Compliance on the other hand, is the cold hard end of the spectrum. Compliance relates to legal requirements, whether through regional, national or international, of what materials are in your products. This is about ensure that you can take your products in specific regions and areas and not have the wrath of the authorities (or indeed, Greenpeace) breathing down your neck, getting you fined and your product removed from the market. This is perhaps the area that granularity might effect the most. To carry out compliance auditing, you need the most granular level of information about your product – down to the CAS registry number level. Yes. We’re talking chemical element level. That, my friends is granularity of the highest order (or is that lowest order?).
Take these two figures as an example.
This shows a basic multi-level assembly. There’s three subassemblies, those sub-assemblies are then comprised of either parts or further sub-assemblies – down to five levels. There are three major sub-systems and in total, seven parts and 13 data records. Not a very complex part – whatsoever.
Now, this shows a new version of the same assembly. Remember, just a five level product structure, seven parts, but when you start to drive the requirement to discover compliance data, the order of magnitude of the data you’re looking at expands rapidly.
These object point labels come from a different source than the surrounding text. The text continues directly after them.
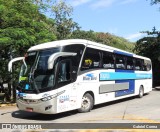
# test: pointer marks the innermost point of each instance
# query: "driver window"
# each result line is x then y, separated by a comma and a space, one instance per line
64, 72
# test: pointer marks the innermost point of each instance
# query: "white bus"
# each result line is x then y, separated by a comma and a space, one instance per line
73, 74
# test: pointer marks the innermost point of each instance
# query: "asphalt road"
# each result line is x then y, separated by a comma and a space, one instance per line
130, 110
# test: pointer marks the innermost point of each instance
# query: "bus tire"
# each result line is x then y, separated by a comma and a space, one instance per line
87, 103
141, 92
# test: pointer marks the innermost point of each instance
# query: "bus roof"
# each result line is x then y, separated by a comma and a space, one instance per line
60, 43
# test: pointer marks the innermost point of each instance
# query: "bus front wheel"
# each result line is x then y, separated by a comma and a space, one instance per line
141, 92
87, 103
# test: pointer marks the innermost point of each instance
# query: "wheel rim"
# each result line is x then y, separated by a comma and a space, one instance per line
141, 92
85, 103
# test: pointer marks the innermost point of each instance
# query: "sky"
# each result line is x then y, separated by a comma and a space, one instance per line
123, 18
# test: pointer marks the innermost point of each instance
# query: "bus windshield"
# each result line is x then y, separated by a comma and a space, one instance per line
34, 75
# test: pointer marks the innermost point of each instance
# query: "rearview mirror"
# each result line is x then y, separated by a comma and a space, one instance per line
55, 56
12, 61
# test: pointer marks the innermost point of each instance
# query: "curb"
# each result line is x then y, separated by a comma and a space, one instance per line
7, 104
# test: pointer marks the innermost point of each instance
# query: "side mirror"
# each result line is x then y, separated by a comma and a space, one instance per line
54, 56
12, 61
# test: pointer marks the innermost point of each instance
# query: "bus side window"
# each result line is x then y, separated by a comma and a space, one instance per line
146, 65
64, 71
129, 63
108, 60
91, 59
138, 64
120, 62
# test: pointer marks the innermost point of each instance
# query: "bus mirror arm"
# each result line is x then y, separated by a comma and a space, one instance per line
12, 61
54, 56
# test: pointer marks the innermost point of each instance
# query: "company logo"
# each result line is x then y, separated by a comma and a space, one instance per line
89, 77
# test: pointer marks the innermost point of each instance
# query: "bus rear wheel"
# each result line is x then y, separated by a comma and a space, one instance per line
87, 103
141, 92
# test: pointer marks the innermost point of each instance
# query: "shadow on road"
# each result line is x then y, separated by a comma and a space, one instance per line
42, 117
47, 117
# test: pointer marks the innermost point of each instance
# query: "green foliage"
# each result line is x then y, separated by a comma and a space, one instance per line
63, 21
104, 38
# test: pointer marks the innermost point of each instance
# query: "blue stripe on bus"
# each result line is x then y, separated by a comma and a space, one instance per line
122, 53
131, 89
106, 76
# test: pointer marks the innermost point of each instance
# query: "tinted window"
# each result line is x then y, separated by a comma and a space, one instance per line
108, 60
120, 62
138, 64
76, 48
146, 65
129, 63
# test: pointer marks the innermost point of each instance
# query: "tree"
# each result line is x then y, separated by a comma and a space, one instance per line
150, 47
63, 21
155, 2
21, 26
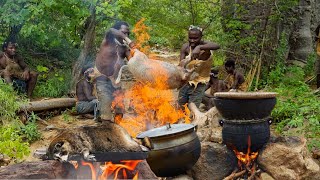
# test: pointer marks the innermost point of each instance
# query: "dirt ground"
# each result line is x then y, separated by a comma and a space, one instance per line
51, 128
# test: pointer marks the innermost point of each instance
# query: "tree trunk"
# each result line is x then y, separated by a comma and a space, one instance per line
88, 48
301, 45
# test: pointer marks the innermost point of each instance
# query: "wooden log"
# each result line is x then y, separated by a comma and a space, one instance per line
39, 170
48, 104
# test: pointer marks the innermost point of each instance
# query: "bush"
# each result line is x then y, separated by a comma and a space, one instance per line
52, 84
8, 103
11, 142
30, 130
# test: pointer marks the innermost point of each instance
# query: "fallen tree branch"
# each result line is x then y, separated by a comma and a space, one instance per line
48, 104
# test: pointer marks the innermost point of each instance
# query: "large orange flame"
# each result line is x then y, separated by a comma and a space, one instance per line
113, 171
246, 158
152, 106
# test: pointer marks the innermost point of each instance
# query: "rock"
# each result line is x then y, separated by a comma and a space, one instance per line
288, 158
145, 171
216, 162
182, 177
266, 176
38, 170
50, 127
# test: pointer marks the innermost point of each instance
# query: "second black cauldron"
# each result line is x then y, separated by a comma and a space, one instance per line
245, 114
175, 148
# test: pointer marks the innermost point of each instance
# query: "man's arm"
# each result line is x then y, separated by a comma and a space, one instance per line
207, 45
204, 46
183, 62
239, 79
88, 91
22, 64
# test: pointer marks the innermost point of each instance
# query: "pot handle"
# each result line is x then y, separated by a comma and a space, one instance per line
146, 141
195, 128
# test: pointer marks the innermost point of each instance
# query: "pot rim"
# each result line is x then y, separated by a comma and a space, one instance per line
245, 95
169, 129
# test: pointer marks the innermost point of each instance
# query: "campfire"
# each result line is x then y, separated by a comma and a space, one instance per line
150, 104
246, 128
125, 169
247, 166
Again, this is a very simplistic example, but you can see that that 17 data records very quickly becomes nearly 40 records, purely by tracking material within those data records, but also to the CAS Number level.
Now. Consider what would happen when you start to work on today’s products, in a highly collaborative environment, where data is being passed globally, between teams, between languages, between professional disciplines. And you still need to track data down to this type of level. And when you’re working on a product that looks like this:
X-Ray image courtesy of Samsung.
There you go. Granularity. It’s here to stay. Mark my words. And we’re going to need a new breed of data management system to handle this if all these processes and tasks are to be rationalised as part of the product development process.